Abstract:Graph Neural Networks (GNNs) have emerged as powerful tools for supervised machine learning over graph-structured data, while sampling-based node representation learning is widely utilized in unsupervised learning. However, scalability remains a major challenge in both supervised and unsupervised learning for large graphs (e.g., those with over 1 billion nodes). The scalability bottleneck largely stems from the mini-batch sampling phase in GNNs and the random walk sampling phase in unsupervised methods. These processes often require storing features or embeddings in memory. In the context of distributed training, they require frequent, inefficient random access to data stored across different workers. Such repeated inter-worker communication for each mini-batch leads to high communication overhead and computational inefficiency.
We propose GraphScale, a unified framework for both supervised and unsupervised learning to store and process large graph data distributedly. The key insight in our design is the separation of workers who store data and those who perform the training. This separation allows us to decouple computing and storage in graph training, thus effectively building a pipeline where data fetching and data computation can overlap asynchronously. Our experiments show that GraphScale outperforms state-of-the-art methods for distributed training of both GNNs and node embeddings. We evaluate GraphScale both on public and proprietary graph datasets and observe a reduction of at least 40% in end-to-end training times compared to popular distributed frameworks, without any loss in performance. While most existing methods don't support billion-node graphs for training node embeddings, GraphScale is currently deployed in production at TikTok enabling efficient learning over such large graphs.
Machine Learning,Distributed, Parallel, and Cluster Computing,Social and Information Networks
What problem does this paper attempt to address?
The main problem that this paper attempts to solve is the scalability challenges of large - scale graph data (for example, graphs containing more than 1 billion nodes) in machine learning. Specifically, the paper focuses on the bottleneck problems faced by Graph Neural Networks (GNNs) and sampling - based node representation learning methods when processing large graphs.
### Main Problems
1. **Scalability Issues in GNN Training**:
- In supervised learning, there is a key bottleneck in the GNN training process: the sampling phase of mini - batch training. For each vertex in a mini - batch, the sampler needs to sample from its neighbor nodes (and their corresponding edges) and obtain features. Due to a large number of random data accesses and remote feature acquisitions, especially when training large graphs in a distributed manner, this process may take more time than the training phase.
- High communication cost: In distributed training, frequent cross - worker - node data accesses lead to high communication overhead and low computational efficiency.
2. **Scalability Issues in Node Embedding Training**:
- For unsupervised learning, the main challenge in training node embeddings is the problem of model size. For example, for a graph containing 1 billion nodes with each node having an embedding dimension of 256, the embedding matrix alone requires 512 GB of memory (using 16 - bit precision floating - point numbers). Traditional distributed training methods rely on data parallelism, which requires storing the entire model in memory and a large amount of communication when averaging gradients after each iteration.
- Storage bottleneck: Storing the entire embedding matrix requires a large amount of memory.
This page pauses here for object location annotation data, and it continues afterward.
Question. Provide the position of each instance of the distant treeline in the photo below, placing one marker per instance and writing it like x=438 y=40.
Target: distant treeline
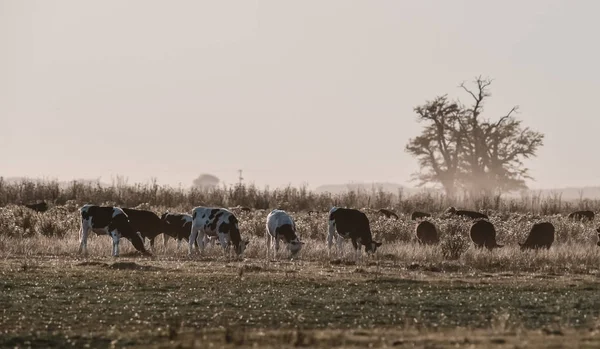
x=289 y=198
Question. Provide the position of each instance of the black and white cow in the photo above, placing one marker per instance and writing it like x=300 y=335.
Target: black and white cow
x=38 y=207
x=177 y=226
x=281 y=226
x=347 y=223
x=108 y=220
x=146 y=223
x=222 y=223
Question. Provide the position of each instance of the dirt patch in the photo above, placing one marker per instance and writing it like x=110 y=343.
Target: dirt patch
x=91 y=264
x=132 y=266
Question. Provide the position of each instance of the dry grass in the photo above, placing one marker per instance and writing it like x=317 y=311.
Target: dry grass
x=170 y=302
x=407 y=295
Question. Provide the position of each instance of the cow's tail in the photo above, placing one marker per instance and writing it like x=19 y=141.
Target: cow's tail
x=138 y=243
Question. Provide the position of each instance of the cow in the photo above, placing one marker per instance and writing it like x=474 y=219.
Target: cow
x=483 y=234
x=38 y=207
x=281 y=226
x=466 y=213
x=582 y=215
x=418 y=214
x=427 y=233
x=348 y=223
x=540 y=236
x=108 y=220
x=222 y=223
x=388 y=213
x=178 y=226
x=145 y=223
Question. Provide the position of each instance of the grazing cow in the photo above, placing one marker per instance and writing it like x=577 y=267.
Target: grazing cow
x=427 y=233
x=388 y=213
x=280 y=226
x=483 y=234
x=347 y=223
x=220 y=222
x=418 y=214
x=108 y=220
x=178 y=226
x=465 y=213
x=540 y=236
x=145 y=223
x=38 y=207
x=581 y=215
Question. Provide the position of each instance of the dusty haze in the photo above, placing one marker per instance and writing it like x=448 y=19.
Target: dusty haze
x=291 y=92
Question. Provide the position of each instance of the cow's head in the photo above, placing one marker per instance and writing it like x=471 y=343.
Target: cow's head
x=372 y=247
x=166 y=219
x=295 y=246
x=242 y=247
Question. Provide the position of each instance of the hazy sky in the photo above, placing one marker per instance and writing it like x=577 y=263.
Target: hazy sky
x=293 y=92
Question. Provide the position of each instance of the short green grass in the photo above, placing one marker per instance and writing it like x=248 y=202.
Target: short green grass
x=167 y=302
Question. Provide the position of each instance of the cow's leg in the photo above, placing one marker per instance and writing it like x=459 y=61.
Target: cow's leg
x=276 y=247
x=152 y=243
x=268 y=242
x=340 y=245
x=192 y=239
x=224 y=243
x=116 y=237
x=330 y=236
x=83 y=234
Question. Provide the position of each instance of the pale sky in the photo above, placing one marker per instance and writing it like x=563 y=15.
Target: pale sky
x=316 y=92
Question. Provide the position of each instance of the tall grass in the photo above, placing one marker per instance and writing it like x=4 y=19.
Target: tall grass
x=291 y=198
x=24 y=232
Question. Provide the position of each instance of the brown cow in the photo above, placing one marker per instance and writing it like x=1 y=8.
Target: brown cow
x=38 y=207
x=418 y=214
x=466 y=213
x=427 y=233
x=540 y=236
x=483 y=234
x=388 y=213
x=580 y=215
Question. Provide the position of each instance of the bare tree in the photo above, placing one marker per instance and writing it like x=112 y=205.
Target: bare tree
x=458 y=148
x=440 y=144
x=205 y=181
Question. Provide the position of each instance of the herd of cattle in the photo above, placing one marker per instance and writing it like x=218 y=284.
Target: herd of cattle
x=207 y=224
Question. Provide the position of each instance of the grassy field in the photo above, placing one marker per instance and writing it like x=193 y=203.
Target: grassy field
x=446 y=296
x=177 y=302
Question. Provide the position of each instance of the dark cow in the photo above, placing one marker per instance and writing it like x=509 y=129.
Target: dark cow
x=540 y=236
x=281 y=226
x=388 y=213
x=108 y=220
x=222 y=223
x=146 y=223
x=177 y=226
x=582 y=215
x=38 y=207
x=347 y=223
x=483 y=234
x=466 y=213
x=418 y=214
x=427 y=233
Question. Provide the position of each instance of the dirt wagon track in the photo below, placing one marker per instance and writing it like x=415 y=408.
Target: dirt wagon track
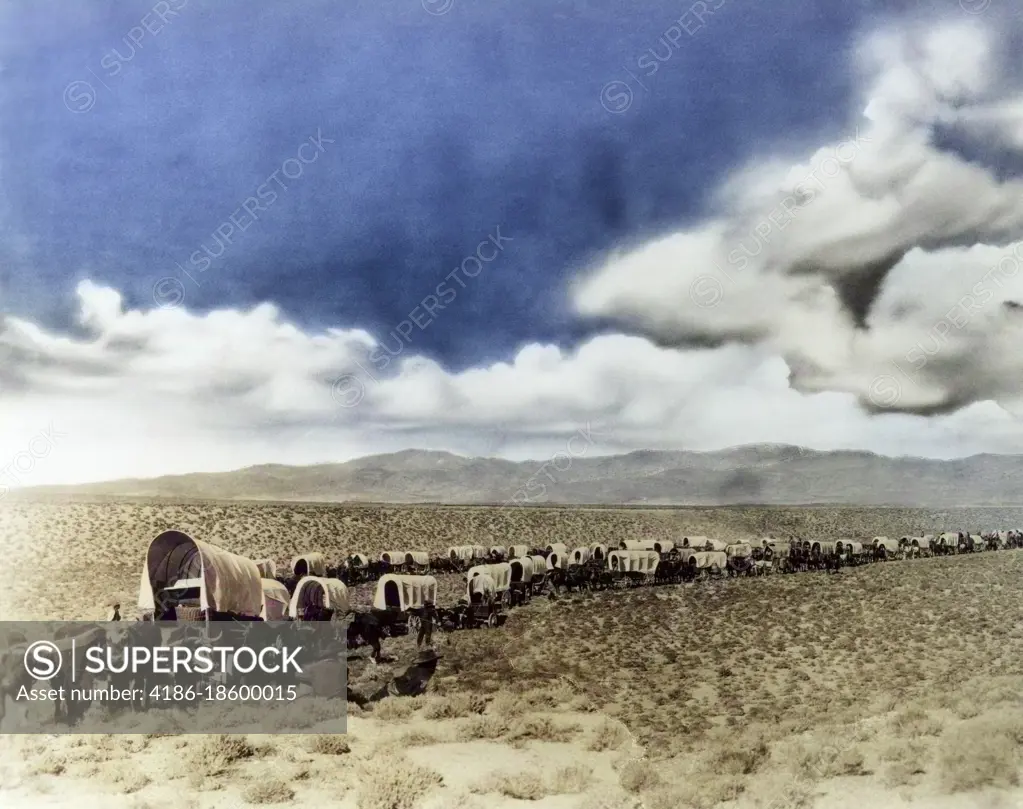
x=73 y=556
x=678 y=663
- Communication bottleneck: A large amount of communication is required when averaging gradients in each iteration.
### Solutions
To address the above challenges, the paper proposes the GraphScale framework, which aims to solve these problems in the following ways:
- **Separate Computation and Storage**: By separating the worker nodes that store data from those that perform training, the number of feature requests is reduced, and feature acquisition and computation are allowed to overlap, thereby alleviating the communication bottleneck.
- **Hybrid Parallelism**: Use a combination of data parallelism and model parallelism to train node embeddings, thereby independently scaling computational and storage capabilities and reducing communication and storage requirements.
- **Serverless Architecture**: With the help of the Ray framework, GraphScale achieves elastic resource allocation and fault - tolerance capabilities, simplifying resource management.
### Experimental Results
Experiments show that when processing graphs containing billions of nodes, GraphScale reduces the end - to - end training time by at least 40% compared to existing distributed training frameworks (such as DistDGL and GraphLearn), without a performance degradation. In addition, GraphScale has been deployed in TikTok's actual production environment and can efficiently handle large - scale graph data containing billions of nodes.
In conclusion, GraphScale significantly improves the scalability and efficiency of machine learning for large - scale graph data by optimizing feature acquisition, introducing hybrid parallelism, and adopting a serverless architecture.